Proverbs 5:15-17 (ESV)
15 Drink water from your own cistern,
flowing water from your own well.
16 Should your springs be scattered abroad,
streams of water in the streets?
17 Let them be for yourself alone,
and not for strangers with you.
The father does not merely warn his son about the forbidden woman. He also directs his desires. He turns to God’s good design for sexual intimacy within marriage. In the ancient world, a cistern was a carefully constructed reservoir used to store rainwater, and a well was a deep, reinforced source of fresh water. Both were prized possessions, privately owned and carefully guarded. So too a man’s wife. She is his own source of refreshment. The repeated emphasis falls on your own, as in your own cistern and your own well. The son is to find satisfaction with his own wife, not with another man’s. Do not go searching for polluted waters. Do not trade what is pure for what will corrode your soul.
Then the father presses his point with a question. Should your springs be scattered abroad? Should what belongs in the privacy of the marriage covenant spill into the streets? The answer is obvious. No. What God designed for intimacy is not to be shared. Sexual union is exclusive. Just as a husband would grieve at the thought of his wife giving herself to another, so he must not give himself away.
The boundary of marriage for sexual intimacy is nonnegotiable. Let them be for yourself alone, and not for strangers with you. Marriage is not a casual arrangement. According to Ephesians 5:31-32, the one flesh union of husband and wife is a picture of Christ and his church. Sexual faithfulness is not only about personal morality but reflects the covenant faithfulness of Christ himself. Though this subject may feel uncomfortable, it matters greatly to God and therefore must matter to us.
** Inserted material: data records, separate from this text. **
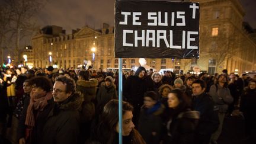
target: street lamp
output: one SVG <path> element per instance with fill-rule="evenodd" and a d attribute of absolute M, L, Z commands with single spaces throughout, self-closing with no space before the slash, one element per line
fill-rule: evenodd
<path fill-rule="evenodd" d="M 50 63 L 50 65 L 51 65 L 51 63 L 52 63 L 52 52 L 49 52 L 49 63 Z"/>
<path fill-rule="evenodd" d="M 92 47 L 91 49 L 91 51 L 92 52 L 92 68 L 94 68 L 94 60 L 95 60 L 95 52 L 96 51 L 96 48 L 95 47 Z"/>
<path fill-rule="evenodd" d="M 27 66 L 27 55 L 23 55 L 23 58 L 24 59 L 25 66 Z"/>
<path fill-rule="evenodd" d="M 8 58 L 8 63 L 11 63 L 11 56 L 8 56 L 7 58 Z"/>

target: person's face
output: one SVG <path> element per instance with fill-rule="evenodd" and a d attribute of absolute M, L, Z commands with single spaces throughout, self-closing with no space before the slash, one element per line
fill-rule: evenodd
<path fill-rule="evenodd" d="M 11 72 L 11 71 L 7 71 L 6 73 L 7 73 L 7 75 L 11 75 L 11 74 L 12 74 L 12 72 Z"/>
<path fill-rule="evenodd" d="M 229 75 L 229 78 L 230 78 L 231 79 L 235 79 L 235 74 L 232 73 L 232 74 L 231 74 L 231 75 Z"/>
<path fill-rule="evenodd" d="M 249 84 L 249 87 L 251 89 L 254 89 L 256 88 L 256 83 L 254 82 L 251 82 Z"/>
<path fill-rule="evenodd" d="M 26 69 L 25 69 L 24 68 L 21 68 L 21 73 L 25 74 L 26 72 L 27 72 Z"/>
<path fill-rule="evenodd" d="M 127 111 L 124 114 L 123 116 L 123 136 L 129 136 L 135 127 L 135 125 L 132 121 L 133 116 L 132 111 Z M 119 133 L 119 123 L 117 123 L 116 127 L 116 132 Z"/>
<path fill-rule="evenodd" d="M 28 84 L 28 82 L 23 82 L 23 90 L 24 92 L 26 94 L 28 94 L 32 89 L 32 85 Z"/>
<path fill-rule="evenodd" d="M 164 96 L 164 97 L 167 97 L 168 94 L 170 91 L 171 91 L 171 89 L 169 89 L 169 88 L 164 88 L 163 89 L 163 91 L 162 92 L 162 95 Z"/>
<path fill-rule="evenodd" d="M 63 101 L 71 95 L 71 92 L 66 93 L 66 84 L 59 81 L 55 82 L 52 92 L 55 102 Z"/>
<path fill-rule="evenodd" d="M 192 79 L 188 79 L 187 81 L 187 85 L 191 85 L 192 84 L 193 80 Z"/>
<path fill-rule="evenodd" d="M 165 75 L 167 76 L 170 76 L 169 72 L 165 72 Z"/>
<path fill-rule="evenodd" d="M 151 97 L 144 97 L 144 105 L 146 108 L 151 108 L 156 103 L 156 101 L 153 100 Z"/>
<path fill-rule="evenodd" d="M 145 71 L 141 71 L 139 73 L 139 78 L 142 78 L 145 75 Z"/>
<path fill-rule="evenodd" d="M 175 88 L 179 88 L 181 87 L 181 84 L 178 82 L 176 82 L 175 84 L 174 84 L 174 85 L 175 86 Z"/>
<path fill-rule="evenodd" d="M 17 73 L 17 75 L 19 75 L 21 74 L 21 71 L 20 71 L 20 69 L 16 69 L 16 73 Z"/>
<path fill-rule="evenodd" d="M 97 79 L 98 79 L 98 81 L 99 82 L 100 82 L 103 80 L 103 78 L 102 77 L 100 77 L 100 78 L 98 78 Z"/>
<path fill-rule="evenodd" d="M 36 85 L 33 85 L 32 86 L 31 91 L 33 92 L 33 94 L 39 94 L 43 92 L 44 90 L 41 87 L 37 87 Z"/>
<path fill-rule="evenodd" d="M 154 82 L 156 83 L 159 82 L 161 80 L 160 75 L 155 75 L 153 80 L 154 80 Z"/>
<path fill-rule="evenodd" d="M 65 73 L 64 75 L 66 76 L 68 78 L 71 78 L 70 76 L 68 74 L 67 74 L 67 73 Z"/>
<path fill-rule="evenodd" d="M 192 92 L 194 95 L 199 95 L 202 94 L 205 90 L 205 88 L 201 88 L 200 84 L 192 84 Z"/>
<path fill-rule="evenodd" d="M 219 82 L 220 83 L 225 83 L 227 79 L 226 78 L 226 76 L 225 76 L 224 75 L 220 76 L 218 80 Z"/>
<path fill-rule="evenodd" d="M 110 86 L 111 85 L 111 82 L 109 81 L 105 81 L 105 85 L 107 87 Z"/>
<path fill-rule="evenodd" d="M 168 95 L 168 104 L 169 108 L 175 108 L 180 104 L 180 101 L 176 94 L 174 93 L 169 93 Z"/>

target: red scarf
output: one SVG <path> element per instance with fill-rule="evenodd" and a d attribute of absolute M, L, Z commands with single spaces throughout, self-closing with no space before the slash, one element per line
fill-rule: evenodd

There is also a warning here about discontentment. Our flesh often longs for what it does not have. When single, we may crave sexual intimacy. When married, we may grow indifferent, neglecting the gift God has given. Or worse, we may imagine something new or exciting elsewhere. All of it reveals a heart that resists contentment. The problem is not God’s design. It is our restless desires.
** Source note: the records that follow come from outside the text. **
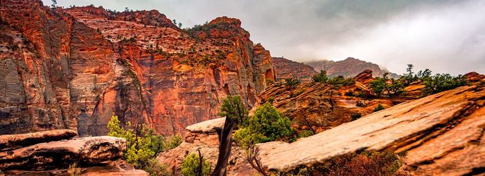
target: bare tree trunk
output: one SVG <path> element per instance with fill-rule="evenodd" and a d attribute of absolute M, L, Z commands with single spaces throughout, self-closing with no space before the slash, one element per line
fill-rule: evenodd
<path fill-rule="evenodd" d="M 219 137 L 219 157 L 218 162 L 214 168 L 211 176 L 225 176 L 227 173 L 227 162 L 231 156 L 231 147 L 232 146 L 232 130 L 234 123 L 231 118 L 226 117 L 224 123 L 224 128 L 221 131 Z"/>

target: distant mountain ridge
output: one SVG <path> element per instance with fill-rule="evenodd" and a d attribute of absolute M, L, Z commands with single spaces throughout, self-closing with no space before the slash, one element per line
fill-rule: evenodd
<path fill-rule="evenodd" d="M 321 60 L 307 62 L 305 64 L 312 66 L 315 71 L 326 70 L 327 75 L 330 77 L 342 75 L 344 77 L 353 77 L 363 70 L 369 69 L 372 70 L 373 77 L 382 77 L 385 72 L 389 72 L 390 77 L 399 77 L 398 74 L 382 69 L 378 64 L 353 57 L 348 57 L 345 60 L 338 61 Z"/>
<path fill-rule="evenodd" d="M 311 77 L 317 73 L 312 67 L 289 60 L 283 57 L 272 57 L 276 77 L 280 79 L 293 77 L 302 81 L 311 81 Z"/>

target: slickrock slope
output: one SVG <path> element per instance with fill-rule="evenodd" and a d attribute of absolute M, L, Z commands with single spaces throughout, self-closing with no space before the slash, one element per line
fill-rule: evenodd
<path fill-rule="evenodd" d="M 71 139 L 71 130 L 0 135 L 0 170 L 10 175 L 68 175 L 76 163 L 82 175 L 148 175 L 121 160 L 126 141 L 114 137 Z M 14 148 L 15 147 L 15 148 Z"/>
<path fill-rule="evenodd" d="M 344 77 L 354 77 L 364 70 L 371 70 L 374 77 L 382 77 L 386 70 L 381 69 L 379 66 L 371 62 L 361 61 L 353 57 L 349 57 L 343 61 L 316 61 L 306 63 L 315 68 L 316 71 L 324 70 L 327 71 L 328 76 L 342 75 Z M 389 72 L 390 77 L 398 77 L 396 73 Z"/>
<path fill-rule="evenodd" d="M 404 161 L 420 174 L 483 173 L 485 87 L 464 86 L 387 108 L 294 143 L 259 146 L 269 169 L 300 165 L 367 150 L 406 152 Z"/>
<path fill-rule="evenodd" d="M 0 136 L 0 151 L 13 150 L 42 142 L 69 139 L 78 135 L 75 130 L 52 130 L 27 134 Z"/>
<path fill-rule="evenodd" d="M 307 126 L 310 125 L 317 133 L 351 121 L 352 114 L 370 114 L 379 104 L 387 108 L 405 101 L 399 98 L 368 99 L 358 97 L 358 94 L 364 95 L 370 91 L 360 82 L 368 84 L 373 79 L 371 71 L 364 71 L 359 75 L 354 78 L 355 85 L 338 90 L 326 84 L 302 83 L 291 88 L 285 86 L 283 82 L 276 82 L 261 92 L 259 100 L 265 102 L 274 98 L 272 105 L 290 117 L 294 122 L 294 128 L 310 130 Z M 353 95 L 346 95 L 349 91 L 353 91 Z M 360 101 L 364 106 L 358 106 Z"/>
<path fill-rule="evenodd" d="M 274 70 L 278 78 L 293 77 L 303 81 L 312 81 L 312 76 L 317 73 L 312 67 L 283 57 L 272 57 Z"/>
<path fill-rule="evenodd" d="M 252 106 L 276 76 L 269 51 L 236 19 L 186 31 L 156 10 L 0 2 L 0 134 L 102 135 L 114 113 L 181 133 L 217 117 L 227 95 Z"/>
<path fill-rule="evenodd" d="M 219 141 L 215 128 L 224 126 L 225 117 L 214 119 L 187 126 L 184 141 L 178 147 L 160 153 L 157 157 L 161 163 L 174 169 L 176 175 L 180 175 L 180 168 L 184 158 L 191 153 L 198 153 L 215 166 L 219 155 Z M 227 175 L 254 175 L 258 172 L 246 161 L 243 151 L 233 143 L 231 157 L 227 166 Z"/>

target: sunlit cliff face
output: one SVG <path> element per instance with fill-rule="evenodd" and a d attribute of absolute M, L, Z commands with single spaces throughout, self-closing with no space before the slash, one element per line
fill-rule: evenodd
<path fill-rule="evenodd" d="M 407 63 L 436 72 L 485 72 L 484 0 L 69 0 L 58 5 L 91 3 L 118 11 L 155 8 L 183 28 L 221 15 L 237 17 L 252 32 L 252 39 L 265 43 L 274 56 L 297 61 L 353 57 L 398 73 Z"/>

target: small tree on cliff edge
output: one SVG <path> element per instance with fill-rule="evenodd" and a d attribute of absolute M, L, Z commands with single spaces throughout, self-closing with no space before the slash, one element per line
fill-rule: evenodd
<path fill-rule="evenodd" d="M 246 110 L 241 97 L 238 95 L 228 96 L 222 100 L 219 115 L 226 117 L 222 129 L 218 129 L 219 135 L 219 156 L 218 162 L 212 173 L 212 176 L 222 176 L 227 175 L 227 162 L 231 156 L 232 144 L 232 130 L 234 125 L 247 124 L 248 112 Z"/>

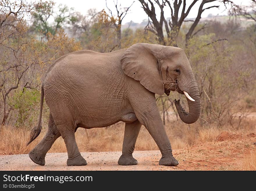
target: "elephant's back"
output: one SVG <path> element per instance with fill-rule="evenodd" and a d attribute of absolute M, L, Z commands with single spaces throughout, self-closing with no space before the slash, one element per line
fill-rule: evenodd
<path fill-rule="evenodd" d="M 120 64 L 122 53 L 111 53 L 81 51 L 56 60 L 43 81 L 48 105 L 61 103 L 77 109 L 91 99 L 96 107 L 106 91 L 115 92 L 118 88 L 111 85 L 122 81 L 125 75 Z"/>

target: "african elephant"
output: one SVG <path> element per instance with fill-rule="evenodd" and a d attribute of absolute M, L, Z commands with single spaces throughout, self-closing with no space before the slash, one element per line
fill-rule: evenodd
<path fill-rule="evenodd" d="M 42 81 L 38 125 L 31 131 L 29 144 L 39 135 L 44 96 L 50 114 L 43 139 L 29 153 L 36 164 L 45 158 L 61 135 L 67 151 L 68 166 L 86 165 L 75 138 L 78 127 L 106 127 L 125 123 L 122 154 L 118 164 L 136 165 L 133 157 L 142 124 L 162 154 L 159 165 L 176 166 L 171 144 L 156 103 L 155 94 L 171 91 L 184 94 L 188 113 L 175 103 L 180 117 L 187 124 L 200 114 L 199 92 L 184 51 L 176 47 L 139 43 L 109 53 L 82 50 L 57 60 Z"/>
So if you are single, wait. Trust that God’s commands are good. Do not scatter what belongs in covenant. If you are married, cultivate your intimacy. Do not neglect one another. Protect time together. Pursue one another with joy. Sexual intimacy in marriage is a gift from God to be received with gratitude and guarded with seriousness. Whether single or married, honor God with your body and trust his design.